Na semana passada a coligação de sete partidos que apoiam Lula (PT, PCdoB, PV, PSB, Psol, Rede e Solidariedade) publicou as Diretrizes para o Programa de Reconstrução e Transformação do Brasil (2023-2026). Ainda não é o plano de governo, mas as 34 páginas podem ser lidas como uma prévia de como será vendido um eventual terceiro mandato de Luiz Inácio Lula da Silva durante a campanha eleitoral.
A leitura dos 121 parágrafos do texto
lulista traz um sem-número de promessas para praticamente todos os segmentos
sociais e econômicos do país. Para cumpri-las são necessários dois ingredientes
escassos hoje em dia no Brasil: disponibilidade orçamentária e amplo apoio político.
Caso consiga retornar ao Palácio do
Planalto, a prioridade nº 1 de Lula será viabilizar espaço fiscal para
estimular a economia e o emprego, elementos essenciais a fim de garantir
popularidade e neutralizar a forte oposição bolsonarista. É por isso que seu
programa fala em “revogar o teto de gastos e rever o atual regime fiscal
brasileiro”.
Acontece que o teto está inscrito na
Constituição, e para extingui-lo ou modificá-lo é necessário o apoio de três
quintos do Congresso. Embora seja esperado um crescimento da bancada da
esquerda nas eleições deste ano, seu tamanho ficará bem longe do mínimo
necessário para aprovação de uma PEC. É bem provável, então, que Lula consumirá
boa parte do primeiro ano de seu novo governo barganhando a revisão do teto com
o Centrão - que virá ainda mais forte em 2023 e cada vez mais guloso depois do
orçamento secreto bilionário.
Caso as negociações com Arthur Lira, Ciro
Nogueira e companhia progridam (elas sempre progridem; o problema é o preço)
Lula conseguirá uma folga para ampliar os gastos públicos durante seu mandato.
E no documento lançado na última semana há uma lista de prioridades que
certamente serão atendidas de pronto: retomada da política de valorização real
do salário-mínimo, ampliação e reformulação do Bolsa Família e reajustes para
certas categorias do serviço público.
Resolvida (?) a questão fiscal, resta saber
com o que Lula queimará o restante da sua energia política. Seu programa fala
bastante em reforma tributária, revisão da reforma trabalhista e novo modelo
previdenciário. Se tiver que apostar em uma delas, eu ficaria com a primeira,
pois Lula sabe que mexer com a legislação trabalhista e previdenciária traria
muito desgaste e poucos ganhos.
Além do mais, já há um relativo consenso no
Congresso em torno da PEC nº 45/2019, que simplifica a tributação sobre o
consumo, e cujo idealizador é um antigo quadro do PT, o economista Bernard
Appy. Lula ainda poderia aproveitar (vejam só a ironia!) uma contribuição de
Paulo Guedes, que elaborou uma proposta de tributação sobre lucros e dividendos
que pode ser aprimorada (PL nº 2337/2021). Para deixar uma marca no seu
terceiro mandato, Lula com certeza optará pela reforma tributária.
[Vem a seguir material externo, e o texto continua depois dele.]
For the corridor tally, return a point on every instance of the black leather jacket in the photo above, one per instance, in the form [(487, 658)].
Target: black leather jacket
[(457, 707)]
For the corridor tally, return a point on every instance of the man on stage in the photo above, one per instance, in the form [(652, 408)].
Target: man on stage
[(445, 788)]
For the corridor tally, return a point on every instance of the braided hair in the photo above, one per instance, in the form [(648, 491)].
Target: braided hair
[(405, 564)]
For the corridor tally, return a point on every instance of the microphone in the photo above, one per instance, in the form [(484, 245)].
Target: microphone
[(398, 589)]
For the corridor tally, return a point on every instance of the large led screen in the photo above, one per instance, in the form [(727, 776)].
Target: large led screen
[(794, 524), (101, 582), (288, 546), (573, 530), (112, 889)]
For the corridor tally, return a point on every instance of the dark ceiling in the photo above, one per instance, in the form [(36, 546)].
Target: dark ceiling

Podemos também esperar a implementação de
outros pontos da agenda econômica do PT citados na proposta, até porque não
dependem de aprovação do Congresso. A política de preços internacionais da
Petrobras, por exemplo, é a primeira na mira do partido. A utilização dos
bancos oficiais para estimular o crédito privado e ao consumidor também é
mencionada várias vezes no documento, assim como a recuperação do papel ativo
do BNDES na reindustrialização do país. São ecos do passado de Guido Mantega
que permanecem no programa de Lula e muito provavelmente ganharão nova vida.
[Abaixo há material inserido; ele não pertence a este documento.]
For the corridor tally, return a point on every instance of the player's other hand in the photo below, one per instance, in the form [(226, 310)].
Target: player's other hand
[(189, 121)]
O documento não anuncia a intenção de
revogar a autonomia do Banco Central, mas há um trecho que causa arrepios nos
monetaristas mais ortodoxos: “reduzir a volatilidade da moeda brasileira por
meio da política cambial também é uma forma de amenizar os impactos
inflacionários de mudanças no cenário externo”. Em outras palavras, a pressão
para utilizar as reservas internacionais para forçar o câmbio para baixo poderá
ser grande a partir de janeiro. Aqui vale um lembrete: a gestão Meirelles no
Bacen fez exatamente isso, mas com o sinal trocado, nos primeiros dois mandatos
de Lula.
No quesito “reconstrução”, não há dúvida
alguma que uma nova administração petista investirá todos os seus esforços para
reestruturar entidades e políticas públicas demolidas por Bolsonaro. Cultura,
direitos humanos, meio-ambiente, saúde e programas voltados para mulheres,
negros, LGBTQIA+, quilombolas e indígenas serão contemplados por medidas que em
geral podem ser feitas por decreto e para as quais a esquerda tem experiência e
pessoal qualificado para concebê-las e implementá-las.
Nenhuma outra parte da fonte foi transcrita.